La fecha del aviso nadie la sabe pero hay quien se aventura a darla, como Antonio Yagüe, al decir que hipotéticamente será el 11 ó 13 de noviembre del 2016; otros expertos dicen que estos eventos se darán en las próximas dos décadas pero no más tarde.

Por el Aviso no morirá nadie a menos de que se suiciden. Será de corta duración. Muchos rectificarán su vida, pero otros continuarán por su camino hacia la perdición porque se les ha endurecido el corazón.

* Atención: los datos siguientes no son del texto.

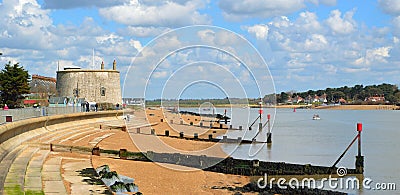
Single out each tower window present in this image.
[100,87,106,96]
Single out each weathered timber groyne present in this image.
[51,145,358,176]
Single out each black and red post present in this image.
[267,114,272,144]
[356,123,364,174]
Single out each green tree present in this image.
[0,62,30,108]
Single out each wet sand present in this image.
[92,109,250,194]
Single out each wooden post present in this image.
[356,123,364,174]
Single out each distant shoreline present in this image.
[275,105,400,110]
[146,104,400,110]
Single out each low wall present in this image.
[0,110,124,144]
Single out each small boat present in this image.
[313,114,321,120]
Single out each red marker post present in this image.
[267,114,272,144]
[356,123,364,174]
[357,123,362,156]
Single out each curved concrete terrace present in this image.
[0,111,130,194]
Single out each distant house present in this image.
[339,98,347,104]
[304,95,313,104]
[319,93,328,103]
[122,98,145,106]
[365,94,385,102]
[313,94,320,103]
[295,96,304,103]
[285,95,293,104]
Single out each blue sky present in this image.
[0,0,400,98]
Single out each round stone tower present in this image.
[56,60,122,104]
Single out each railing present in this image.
[0,106,83,124]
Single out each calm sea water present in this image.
[185,108,400,194]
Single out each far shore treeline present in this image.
[146,83,400,107]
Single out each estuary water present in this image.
[185,108,400,194]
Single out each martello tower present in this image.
[56,60,122,104]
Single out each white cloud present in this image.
[378,0,400,16]
[44,0,129,9]
[296,11,322,32]
[392,16,400,36]
[326,10,356,34]
[304,34,328,51]
[122,26,171,37]
[219,0,305,20]
[99,0,211,27]
[245,24,269,40]
[353,47,392,66]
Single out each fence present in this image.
[0,106,83,124]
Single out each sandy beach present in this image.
[92,109,250,194]
[274,105,400,110]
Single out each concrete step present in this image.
[42,156,67,195]
[62,157,107,194]
[58,127,100,144]
[4,147,38,194]
[89,133,115,146]
[43,128,91,143]
[0,145,27,194]
[40,127,92,144]
[24,150,50,192]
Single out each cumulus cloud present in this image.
[326,10,356,34]
[99,0,211,27]
[378,0,400,16]
[218,0,336,21]
[44,0,129,9]
[219,0,305,20]
[245,24,269,40]
[0,0,142,76]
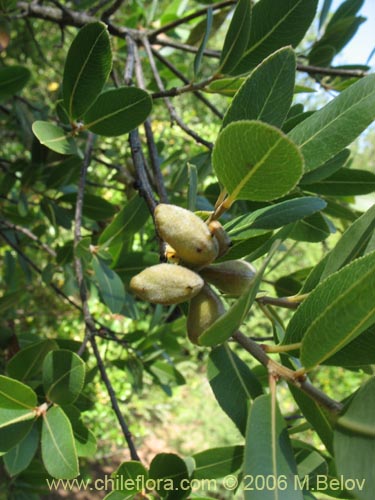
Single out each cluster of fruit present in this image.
[130,203,256,344]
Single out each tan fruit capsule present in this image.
[208,220,232,257]
[130,264,204,305]
[154,203,219,267]
[186,285,225,344]
[201,260,256,297]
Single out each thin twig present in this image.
[142,38,213,149]
[151,47,224,119]
[232,331,343,413]
[90,336,140,462]
[150,0,237,40]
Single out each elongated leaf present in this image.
[193,7,213,77]
[289,75,375,171]
[283,252,375,369]
[43,349,85,404]
[231,0,318,75]
[63,22,112,120]
[225,196,327,240]
[0,375,37,453]
[193,446,244,479]
[320,205,375,280]
[207,344,263,435]
[212,120,303,201]
[334,377,375,500]
[223,47,296,127]
[99,196,150,249]
[243,394,303,500]
[219,0,251,74]
[7,339,58,381]
[198,247,274,346]
[92,256,126,313]
[4,425,39,476]
[308,168,375,196]
[32,120,78,155]
[0,66,30,101]
[42,406,79,479]
[84,87,152,137]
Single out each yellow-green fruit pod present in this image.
[130,264,204,305]
[186,285,225,344]
[154,203,219,267]
[201,260,256,297]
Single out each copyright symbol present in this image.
[223,475,238,490]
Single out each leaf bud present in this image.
[130,264,204,305]
[201,260,256,297]
[186,285,225,344]
[154,203,219,267]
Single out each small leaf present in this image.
[3,425,39,476]
[289,75,375,171]
[99,196,150,246]
[84,87,152,137]
[92,256,126,314]
[212,120,303,201]
[334,377,375,500]
[223,47,296,127]
[283,252,375,369]
[43,349,85,405]
[192,446,244,479]
[32,120,78,155]
[193,7,212,77]
[7,339,58,381]
[207,344,263,435]
[243,394,303,500]
[63,22,112,120]
[0,66,30,101]
[231,0,318,75]
[42,406,79,479]
[219,0,251,73]
[308,168,375,196]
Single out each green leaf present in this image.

El Evangelio habla de ese día en que “las potencias del cielo serán conmovidas” (Lc 21,26). El destello cósmico y otros fenómenos observados serán elementos accesorios. La esencia del Aviso es sobrenatural: Dios Padre se comunicará directamente con cada alma sobre la tierra. En ese momento cada uno sentirá dentro un calor que quemará y una voz interior. Será una revelación de nuestros pecados y veremos como nos ve Él, pero no seremos sentenciados por ningún veredicto pues es solamente una advertencia. En su misericordia Dios dará a cada alma la oportunidad de reflexionar sobre su estado espiritual, para que el resto de sus días sobre la tierra puedan ser empleados para purificar y prepararse para la Segunda Venida de Nuestro Señor.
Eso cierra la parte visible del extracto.